Den Riss per Kreuznaht schließen


Von Jürgen Liminski
Soviel Nahtlosigkeit war nie. Nicht einmal Haarrisse seien auszumachen, meinte der Regierungssprecher, nachdem der deutliche Gegensatz in der Türkei-Politik zwischen CDU und vor allem CSU auf der einen und der SPD auf der anderen Seite nicht mehr zu verbergen gewesen war.
Denn das pfeifen die Berliner Spatzen von allen Dächern: Außenminister Frank-Walter Steinmeier will die Türkei als Vollmitglied in die EU aufnehmen, die Union ist dagegen. Schon als Kanzleramtschef unter Schröder hatte Steinmeier auf dieses Ziel hingearbeitet. Er würde sich verleugnen, wenn er nun anders dächte. Aber einen Koalitionskrach will die SPD deswegen auch nicht riskieren, schon gar nicht so kurz vor der EU-Präsidentschaft, in der Steinmeier als Außenminister manche Akzente setzen kann. Also entscheidet man sich für die vorläufige Nahtlosigkeit.

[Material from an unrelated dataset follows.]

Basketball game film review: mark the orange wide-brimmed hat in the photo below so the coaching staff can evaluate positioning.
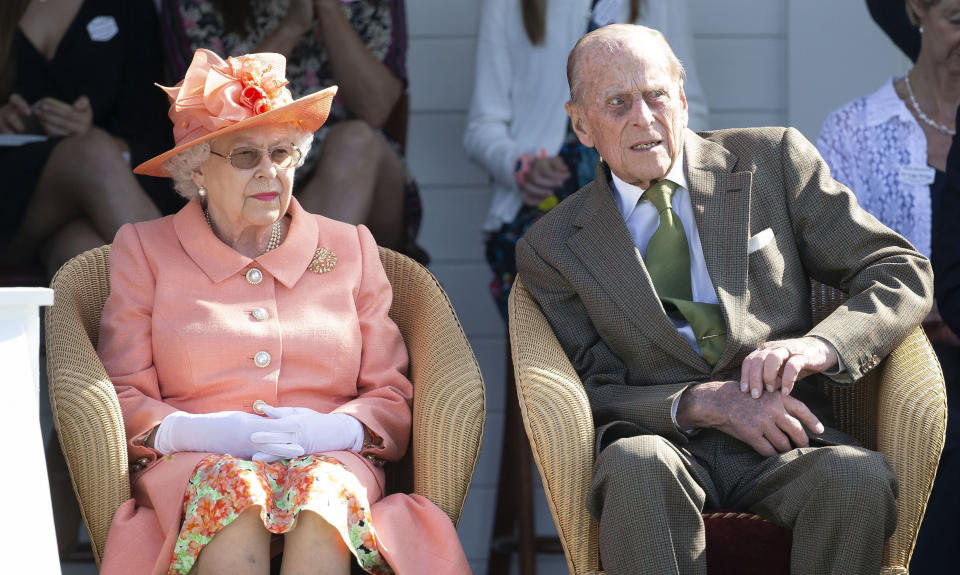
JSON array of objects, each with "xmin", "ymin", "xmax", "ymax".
[{"xmin": 134, "ymin": 49, "xmax": 337, "ymax": 177}]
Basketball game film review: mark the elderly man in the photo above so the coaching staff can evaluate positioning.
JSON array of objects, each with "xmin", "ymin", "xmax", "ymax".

Nahtlos ist auch die Übereinstimmung zwischen SPD-Chef Kurt Beck und dem Außenminister. Das darf man diesmal auch glauben. Beck und Steinmeier ziehen am selben Strang, an dessen Ende der Wahlsieg für die SPD und die Wiedereroberung des Kanzleramtes steht. Dafür braucht man die Stimmen der türkischstämmigen Wähler. Diese Frage wird also noch lange nahtlos im Raume stehen.

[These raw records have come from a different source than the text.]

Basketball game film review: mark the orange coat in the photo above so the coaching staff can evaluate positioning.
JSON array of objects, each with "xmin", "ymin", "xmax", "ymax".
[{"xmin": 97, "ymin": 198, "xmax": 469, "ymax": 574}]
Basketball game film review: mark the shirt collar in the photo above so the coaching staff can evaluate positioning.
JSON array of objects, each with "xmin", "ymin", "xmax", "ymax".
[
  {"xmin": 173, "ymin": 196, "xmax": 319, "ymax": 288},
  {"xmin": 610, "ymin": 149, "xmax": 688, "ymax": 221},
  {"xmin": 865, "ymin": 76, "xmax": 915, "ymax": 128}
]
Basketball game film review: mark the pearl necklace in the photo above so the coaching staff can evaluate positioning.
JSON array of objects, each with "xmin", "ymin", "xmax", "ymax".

Erst wenn die Koalition platzt oder der Wahltermin in greifbare Nähe rückt, werden die Gegensätze auch offen benannt werden. Bis dahin wird es bei ebenso salbungsvollen wie folgenlosen Sätzen bleiben wie: »Die Debatte über die Türkei ist mit Augenmaß und Vernunft und vor allem Verantwortung für die langfristigen Interessen Europas zu führen.« Oder: »Ich bin der Meinung, dass wir das, was in langen Jahren gewachsen ist, nicht innerhalb von wenigen Tagen zerstören sollten.« Na toll. Wer will das eigentlich?
Entlarvend ist dagegen eine andere Satzschablone Steinmeiers: »Die Einbeziehung der Türkei in den europäischen Wertekanon ist ein Projekt von ganz herausragender Bedeutung.« Als ob die Truppe Erdogan den europäischen Wertekanon übernehmen würde und nicht vielmehr versuchen wird, Europa den islamischen Wertekanon namens Scharia überzustülpen. Dass dabei auch mal schamlos gelogen wird, zeigte der Besuch des Papstes in der Türkei. Skrupellos behauptete Erdogan, der Papst befürworte eine volle Mitgliedschaft der Türkei. Vatikansprecher Lombardi dementierte diplomatisch, aber deutlich.
Der Gipfel wird nun die nahtlose Übereinstimmung zwischen der Position der Kanzlerin und der EU-Kommission in eine Kommunique-Form bringen. Steinmeiers Position wird vor allem geteilt von den spanischen Sozialisten und den Briten, die sowieso nur eine Freihandelszone anstreben.
Die anderen sind für die partielle Aussetzung und die einjährige Kontrolle der Verhandlungsergebnisse. Damit entpuppt sich Steinmeiers Türkei-Politik als Riss oder Flecken in Europas Gewand. Das kann man nur noch übernähen, am besten mit einer Kreuznaht.